These are not new but one evening we had these two small dishes with sake.
We got a pound of salmon filet. When we get salmon filet, I always ask for the head portion because it includes the belly meat or “harasu” はらす (thin and oily). I usually separate this portion from the rest of the salmon so the two sections are of even thickness. Besides, the belly portion makes a good small appetizer. We had the rest of the salmon for dinner. (Diversion alert: for some reason the fish fillets sold here are not scaled. Maybe people don’t eat the skin? So however I cook the fish my first step in preparation is scaling them.)

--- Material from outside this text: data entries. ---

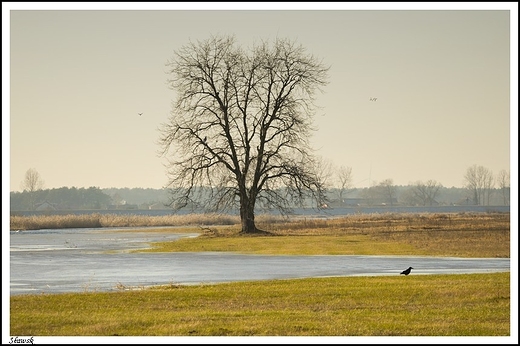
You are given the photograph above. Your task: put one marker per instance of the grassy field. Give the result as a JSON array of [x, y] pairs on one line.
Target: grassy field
[[422, 305]]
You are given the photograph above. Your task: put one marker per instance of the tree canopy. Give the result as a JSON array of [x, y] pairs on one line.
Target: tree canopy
[[239, 130]]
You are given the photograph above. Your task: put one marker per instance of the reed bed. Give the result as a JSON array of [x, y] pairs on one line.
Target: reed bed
[[276, 224]]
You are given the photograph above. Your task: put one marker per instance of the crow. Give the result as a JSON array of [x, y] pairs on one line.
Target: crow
[[407, 271]]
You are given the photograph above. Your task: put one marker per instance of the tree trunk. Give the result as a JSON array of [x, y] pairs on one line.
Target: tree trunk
[[247, 216]]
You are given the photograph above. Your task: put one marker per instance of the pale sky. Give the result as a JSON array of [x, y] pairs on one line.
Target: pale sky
[[79, 78]]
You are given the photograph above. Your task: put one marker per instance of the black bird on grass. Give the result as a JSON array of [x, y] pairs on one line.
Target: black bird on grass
[[407, 271]]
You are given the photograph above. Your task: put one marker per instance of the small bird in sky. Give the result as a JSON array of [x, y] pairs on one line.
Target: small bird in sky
[[407, 271]]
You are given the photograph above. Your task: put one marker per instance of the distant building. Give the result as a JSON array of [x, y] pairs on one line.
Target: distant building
[[45, 206]]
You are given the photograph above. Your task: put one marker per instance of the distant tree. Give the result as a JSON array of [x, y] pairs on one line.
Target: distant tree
[[425, 193], [344, 175], [240, 127], [503, 181], [32, 183], [479, 182], [388, 190]]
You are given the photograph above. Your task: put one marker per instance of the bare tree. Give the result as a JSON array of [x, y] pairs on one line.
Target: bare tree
[[425, 193], [503, 180], [240, 127], [31, 183], [388, 190], [479, 182]]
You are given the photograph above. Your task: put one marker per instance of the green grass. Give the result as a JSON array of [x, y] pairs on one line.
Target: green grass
[[415, 305], [421, 305]]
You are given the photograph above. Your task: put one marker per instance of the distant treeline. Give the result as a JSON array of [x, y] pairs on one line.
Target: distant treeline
[[94, 198]]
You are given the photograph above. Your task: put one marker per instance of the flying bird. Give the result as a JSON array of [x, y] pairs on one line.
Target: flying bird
[[407, 271]]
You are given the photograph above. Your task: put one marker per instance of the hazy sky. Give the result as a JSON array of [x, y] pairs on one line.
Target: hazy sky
[[79, 78]]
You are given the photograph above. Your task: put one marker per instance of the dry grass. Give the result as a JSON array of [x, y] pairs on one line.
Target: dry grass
[[460, 234], [431, 305]]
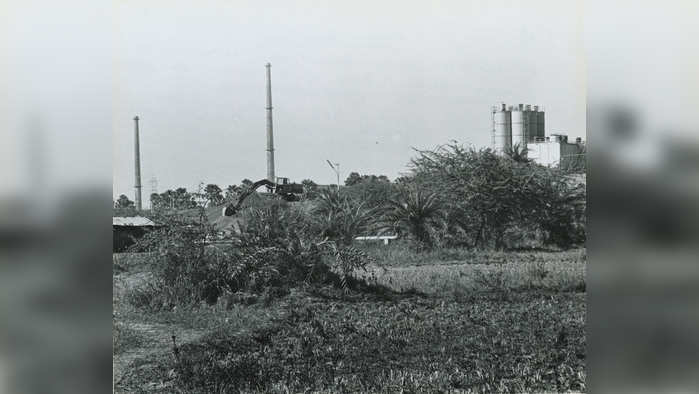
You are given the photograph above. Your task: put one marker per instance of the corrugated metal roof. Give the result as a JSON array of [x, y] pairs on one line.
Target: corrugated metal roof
[[132, 221]]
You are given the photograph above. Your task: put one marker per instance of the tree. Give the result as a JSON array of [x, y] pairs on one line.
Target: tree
[[340, 218], [485, 195], [232, 193], [310, 189], [415, 212], [353, 179], [123, 202], [156, 201], [214, 194]]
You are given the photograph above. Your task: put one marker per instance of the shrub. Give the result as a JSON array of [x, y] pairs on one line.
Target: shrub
[[276, 250]]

I marinated the belly portion in “Yuuan-ji” 祐庵地 (soy sauce, mirin and sake in equal amounts) in a Ziploc bag for 30 minutes. I cut the belly into two pieces (one for me and the other for my wife) and skewered them using long flat metal skewers for Yakitori we got from Kappabashi 合羽橋 on our recent trip to Japan. The new skewers made my job much easier since they are long enough to span the length of the baking dish I use in the toaster oven (the ones we had before were too short). I grilled the meat side first and then the skin side to make the skin really crispy. I served this with daikon namasu 大根なます garnished with tobiko roe and slices of my Japanese cucumber pickles.
The second dish shown below is also grilled in the toaster oven. Whenever we get bone-in split chicken breast, I separate the tenderloins from the breast meat. I used two tenderloins for this appetizer (I used the rest of the breasts for chicken paillard). The tenderloins were soaked in sake (mostly to help preserve the meat). I skewered and lightly salted the tenderloins. Then, using the same type of flat metal skewers I used to grill the fish. I grilled the chicken on both sides in the toaster oven. When the meat was almost done, I smeared on some umeboshi 梅干し sauce (I removed the meat of umeboshi – I still have my mother’s home made – placed it in a Japanese Suribachi 擂鉢 mortar added mirin and ground it to paste). I grilled for 30 seconds more (mostly to warm up the sauce). I served it garnished it with chopped perilla from our herb garden.
These are nothing new but they are really good appetizers for sake. We had the rest of the salmon (pan fried and then finished in the oven with crispy skin) and rice for dinner.